SFSI Intern Reflection: Navigating being a designer and farmer in a digital world

Author: Keesa V. Johnson

Date: July 31, 2020

Currently, I’m at the midpoint of my first COVID 19 summer, working as an urban agriculture intern with D-Town Farm and Oakland Avenue Urban Farm in Detroit. Our online system is up and open for business!  If you live in the area, visit Detroit often, and care about supporting local black farmers, please place an order from us via our new online ordering system hereAs a graduate student in the STAMPS MDes program at the University of Michigan, it’s exhilarating to be able to use my integrative design skills to move from a design student, to a farm intern, UX researcher, social media strategists, and now a community food market administrator. I’m learning quite a bit about online food hubs, online markets and farm stands, accounting, sustainability, and what types of online systems may or may not work within community design.  Some of my administrative tasks are facilitating weekly meetings online with producers, while updating their “pick tickets (orders placed online for pacing”, produce availability (what is available for sale that week at each farm), value added products, answering emails and making follow-up calls to our newly registered community members.

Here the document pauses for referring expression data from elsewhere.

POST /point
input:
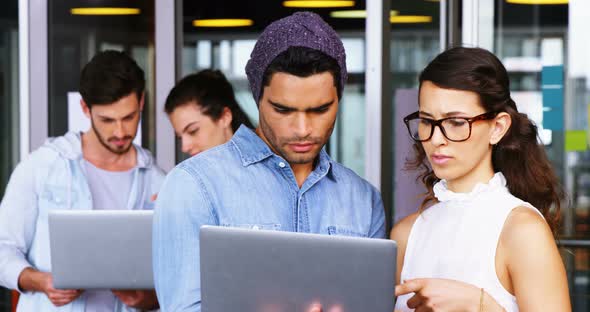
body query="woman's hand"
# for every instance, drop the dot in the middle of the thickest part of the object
(435, 294)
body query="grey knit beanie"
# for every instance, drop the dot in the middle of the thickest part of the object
(302, 29)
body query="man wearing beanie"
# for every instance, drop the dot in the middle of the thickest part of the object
(276, 178)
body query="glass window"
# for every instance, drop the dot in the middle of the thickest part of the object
(77, 31)
(545, 49)
(9, 104)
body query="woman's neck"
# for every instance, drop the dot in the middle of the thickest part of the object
(466, 183)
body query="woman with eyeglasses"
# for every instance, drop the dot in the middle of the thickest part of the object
(483, 238)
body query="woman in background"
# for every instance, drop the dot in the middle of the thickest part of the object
(203, 111)
(483, 238)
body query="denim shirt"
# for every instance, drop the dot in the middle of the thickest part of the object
(244, 184)
(53, 177)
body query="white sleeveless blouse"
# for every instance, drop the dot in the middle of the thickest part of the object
(457, 239)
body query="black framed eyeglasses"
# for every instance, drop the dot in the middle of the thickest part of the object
(456, 129)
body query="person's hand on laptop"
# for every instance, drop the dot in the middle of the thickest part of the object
(33, 280)
(444, 294)
(139, 299)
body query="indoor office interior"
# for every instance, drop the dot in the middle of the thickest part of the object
(543, 44)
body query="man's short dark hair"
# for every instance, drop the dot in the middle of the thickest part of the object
(303, 62)
(110, 76)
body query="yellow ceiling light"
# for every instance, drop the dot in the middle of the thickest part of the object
(104, 11)
(355, 14)
(318, 4)
(410, 19)
(538, 1)
(223, 22)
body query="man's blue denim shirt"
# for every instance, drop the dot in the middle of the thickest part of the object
(244, 184)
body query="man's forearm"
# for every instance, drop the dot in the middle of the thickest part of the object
(28, 281)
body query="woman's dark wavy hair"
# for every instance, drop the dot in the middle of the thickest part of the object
(211, 91)
(518, 155)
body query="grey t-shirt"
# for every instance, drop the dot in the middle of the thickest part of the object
(110, 191)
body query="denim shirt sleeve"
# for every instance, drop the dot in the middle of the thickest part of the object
(183, 205)
(377, 216)
(18, 214)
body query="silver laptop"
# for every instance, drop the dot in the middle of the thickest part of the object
(257, 270)
(101, 249)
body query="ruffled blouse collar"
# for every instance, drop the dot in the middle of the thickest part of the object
(442, 193)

I’m also in the process of creating short webcasts to teach potential community shoppers how to register and use the system as well as develop social media strategies for the D-Town Farm Stand and the Oakland Avenue Farmers Market to be integrated in their on-going marketing plans.  

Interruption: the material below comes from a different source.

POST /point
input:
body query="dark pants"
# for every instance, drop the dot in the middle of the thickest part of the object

Before we launched the system, we conducted a rapid prototyping and user testing session with potential community users. One of the design methods that I use within user testing is “learning from extremes.”  Learning from extremes is a design technique that gives a more balanced perspective of the system you are building through observing and interviewing a variety of potential users. This allowed me to get a more balanced view of what’s possible as well as help untether me from my assumptions and constraints as a designer. I used a small sample size of the community users, along with a food designer, a catering manager, farm manager, as well as a Stocks trader to make the necessary changes needed before we launched. My findings presented a potential problem, I shared with my community partners that many of the current online ordering systems may not fit the needs of the community we are serving. Based upon  research done from the sharing economy technical report, current online shopping technology is designed for the “typically highly educated, affluent, and technical adept”.  And it’s true from my system’s analysis of over 8 systems I was looking to use,  but it doesn’t have to be this way.  Online ordering systems can be built with equity in mind from the beginning to its implementation and it can lead to healthier food choices based upon research conducted by Dr Tawana R. Dillahunt from the University of Michigan UMSI.     

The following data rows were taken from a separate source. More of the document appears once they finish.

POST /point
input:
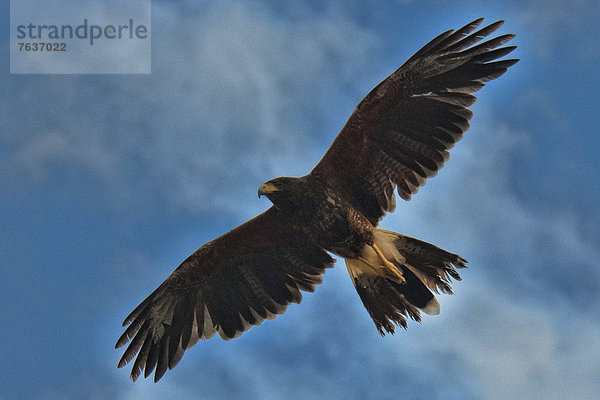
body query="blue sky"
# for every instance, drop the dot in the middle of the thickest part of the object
(109, 181)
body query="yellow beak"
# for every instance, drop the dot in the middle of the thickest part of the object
(267, 188)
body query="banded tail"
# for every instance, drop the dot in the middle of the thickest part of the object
(425, 268)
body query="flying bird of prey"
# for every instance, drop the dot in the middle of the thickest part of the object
(399, 135)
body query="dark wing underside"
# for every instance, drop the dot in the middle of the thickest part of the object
(400, 134)
(228, 285)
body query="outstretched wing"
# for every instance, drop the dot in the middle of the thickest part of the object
(400, 133)
(228, 285)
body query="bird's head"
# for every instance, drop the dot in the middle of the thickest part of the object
(283, 192)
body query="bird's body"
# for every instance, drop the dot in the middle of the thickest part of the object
(321, 214)
(398, 136)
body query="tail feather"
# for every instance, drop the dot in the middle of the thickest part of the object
(423, 265)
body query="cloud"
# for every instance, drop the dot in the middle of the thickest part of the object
(227, 94)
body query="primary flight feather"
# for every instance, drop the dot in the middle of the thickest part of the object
(399, 135)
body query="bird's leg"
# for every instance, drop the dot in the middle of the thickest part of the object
(391, 268)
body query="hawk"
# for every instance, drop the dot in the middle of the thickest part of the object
(399, 135)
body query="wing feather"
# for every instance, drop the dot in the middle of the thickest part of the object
(227, 286)
(400, 134)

I’m also in the midst of learning how farming is a form of resistance, how language and definitions are used as a form of oppression, as I listen deeply to gain wisdom on how self-determining systems are what creates sustainable communities not corporations.  As a 21st century designer, there is a great need for me to reframe problems from an asset building perspective and allow my community to guide me in finding their solutions collaboratively. I see the deep necessity of how activists, researchers, and designers can work together to galvanize the many layers and threads of building a community food system that services black and brown people locally and internationally with respect, integrity, and love through the act of sustainment (combined values of the D-Town and Oakland Avenue Online MarketPlace). 

Keesa V. Johnson is a Master in integrative design graduate candidate of the University of Michigan Penny Stamps School of Art and Design.  She works as the DEI Manager at the UM Campus Farm and is a Food, Justice, and Stem research assistant helping to shape the African Futurist Greenhouse project. Her internship with D-Town Farm and Oakland Avenue Urban Farms in Detroit are in partnership with the Sustainable Food Systems Initiative at University of Michigan.